A friend of mine asked if it were possible to define an upright pi to use to represent the constant number pi. ISO standards recommend this as well as upright i and e for their respective mathematical constants, but it’s not common to see the upright pi due to the constraints of most maths fonts.

I’m not aware of a general solution to accessing an upright pi (until unicode-math becomes more widespread), but luckily in this case we were working with the Palatino-based mathpazo fonts. Palatino was designed by Hermann Zapf, who also designed the upright maths font Euler; like most of HZ’s fonts, these two harmonise very well together. So we can take Euler’s upright pi to use in our otherwise Palatino-based Greek alphabet.

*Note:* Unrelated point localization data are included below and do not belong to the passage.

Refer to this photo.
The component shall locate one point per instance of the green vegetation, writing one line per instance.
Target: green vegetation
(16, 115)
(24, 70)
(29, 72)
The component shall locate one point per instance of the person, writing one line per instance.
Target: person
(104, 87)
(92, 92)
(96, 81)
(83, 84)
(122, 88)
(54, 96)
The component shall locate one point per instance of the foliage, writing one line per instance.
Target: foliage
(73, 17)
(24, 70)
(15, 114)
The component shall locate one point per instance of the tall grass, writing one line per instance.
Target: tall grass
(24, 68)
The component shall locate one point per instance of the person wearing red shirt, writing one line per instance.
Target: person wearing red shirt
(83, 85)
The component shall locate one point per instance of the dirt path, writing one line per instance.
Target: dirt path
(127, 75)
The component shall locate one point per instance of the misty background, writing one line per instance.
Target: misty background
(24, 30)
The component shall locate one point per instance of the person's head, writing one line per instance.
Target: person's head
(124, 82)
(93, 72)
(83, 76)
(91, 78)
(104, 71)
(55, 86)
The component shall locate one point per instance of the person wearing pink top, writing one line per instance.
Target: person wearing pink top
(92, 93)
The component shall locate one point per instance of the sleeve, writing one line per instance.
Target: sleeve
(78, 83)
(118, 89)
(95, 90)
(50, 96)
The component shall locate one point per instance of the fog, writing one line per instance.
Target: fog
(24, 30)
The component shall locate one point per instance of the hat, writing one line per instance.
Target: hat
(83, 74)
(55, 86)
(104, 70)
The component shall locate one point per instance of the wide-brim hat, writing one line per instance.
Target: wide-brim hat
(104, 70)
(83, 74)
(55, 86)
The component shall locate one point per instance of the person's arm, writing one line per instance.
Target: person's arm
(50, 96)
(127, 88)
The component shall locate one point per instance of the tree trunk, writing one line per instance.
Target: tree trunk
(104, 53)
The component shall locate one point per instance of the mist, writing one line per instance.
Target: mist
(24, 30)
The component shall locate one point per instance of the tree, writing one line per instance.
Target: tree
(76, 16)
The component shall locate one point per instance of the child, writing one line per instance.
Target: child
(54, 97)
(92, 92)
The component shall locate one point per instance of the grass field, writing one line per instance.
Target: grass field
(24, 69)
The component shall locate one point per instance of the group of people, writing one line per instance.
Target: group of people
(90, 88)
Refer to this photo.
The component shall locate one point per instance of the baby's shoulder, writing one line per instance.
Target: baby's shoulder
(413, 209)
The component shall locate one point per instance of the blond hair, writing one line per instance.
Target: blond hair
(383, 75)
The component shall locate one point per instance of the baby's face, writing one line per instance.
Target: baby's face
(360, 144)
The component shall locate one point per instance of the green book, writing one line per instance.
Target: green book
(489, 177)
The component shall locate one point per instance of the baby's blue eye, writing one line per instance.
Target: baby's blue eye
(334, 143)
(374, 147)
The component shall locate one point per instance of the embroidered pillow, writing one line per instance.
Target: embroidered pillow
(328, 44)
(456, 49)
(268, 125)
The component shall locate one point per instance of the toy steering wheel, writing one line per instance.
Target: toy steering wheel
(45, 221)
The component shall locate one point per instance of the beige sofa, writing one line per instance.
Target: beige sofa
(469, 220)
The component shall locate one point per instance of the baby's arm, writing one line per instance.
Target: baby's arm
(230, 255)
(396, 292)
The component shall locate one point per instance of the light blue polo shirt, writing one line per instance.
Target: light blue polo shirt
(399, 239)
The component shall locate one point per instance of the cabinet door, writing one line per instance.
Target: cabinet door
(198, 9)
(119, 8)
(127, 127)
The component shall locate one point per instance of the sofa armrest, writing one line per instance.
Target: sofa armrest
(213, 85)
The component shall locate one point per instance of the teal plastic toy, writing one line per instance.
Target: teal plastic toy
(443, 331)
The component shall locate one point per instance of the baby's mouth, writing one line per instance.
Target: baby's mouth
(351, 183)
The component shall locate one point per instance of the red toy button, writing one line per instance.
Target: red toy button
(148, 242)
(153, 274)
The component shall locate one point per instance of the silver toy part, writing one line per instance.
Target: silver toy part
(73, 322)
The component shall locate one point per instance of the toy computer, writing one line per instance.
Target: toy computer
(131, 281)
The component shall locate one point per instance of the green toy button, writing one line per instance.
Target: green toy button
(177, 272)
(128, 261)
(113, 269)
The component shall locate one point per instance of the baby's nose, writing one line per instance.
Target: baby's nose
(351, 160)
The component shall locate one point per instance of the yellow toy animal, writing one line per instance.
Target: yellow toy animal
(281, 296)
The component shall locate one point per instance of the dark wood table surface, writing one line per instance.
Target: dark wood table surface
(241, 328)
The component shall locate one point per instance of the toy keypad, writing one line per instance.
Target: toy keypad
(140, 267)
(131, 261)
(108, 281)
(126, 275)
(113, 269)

(Disclaimer: I actually don’t know the origins of the Greek mathpazo letters; they may in fact not be based on any font designed by HZ himself but simply drawn to match the Palatino clone used in the mathpazo package.)

This is performed in LaTeX with the following invocation:

\usepackage{mathpazo}
\DeclareSymbolFont{euler}{U}{eur}{m}{n}
\DeclareMathSymbol \uppi \mathalpha {euler} {"19}

You may then use \uppi to obtain an upright pi symbol:

If you would prefer to replace the original definition of \pi, write instead

\DeclareMathSymbol \pi \mathalpha {euler} {"19}

and all pi symbols in the document will be typeset with the upright glyph. I wouldn’t anticipate most readers being able to distinguish the difference between these pi glyphs, so I suggest using discretion in mixing the two.


If you would also like to replace the default e and i glyphs by their upright shapes from the Euler font, write as well

\DeclareMathSymbol {e} \mathalpha {euler} {`\e}
\DeclareMathSymbol {i} \mathalpha {euler} {`\i}

and you will receive:

Disregarding the nonsense maths, I like it.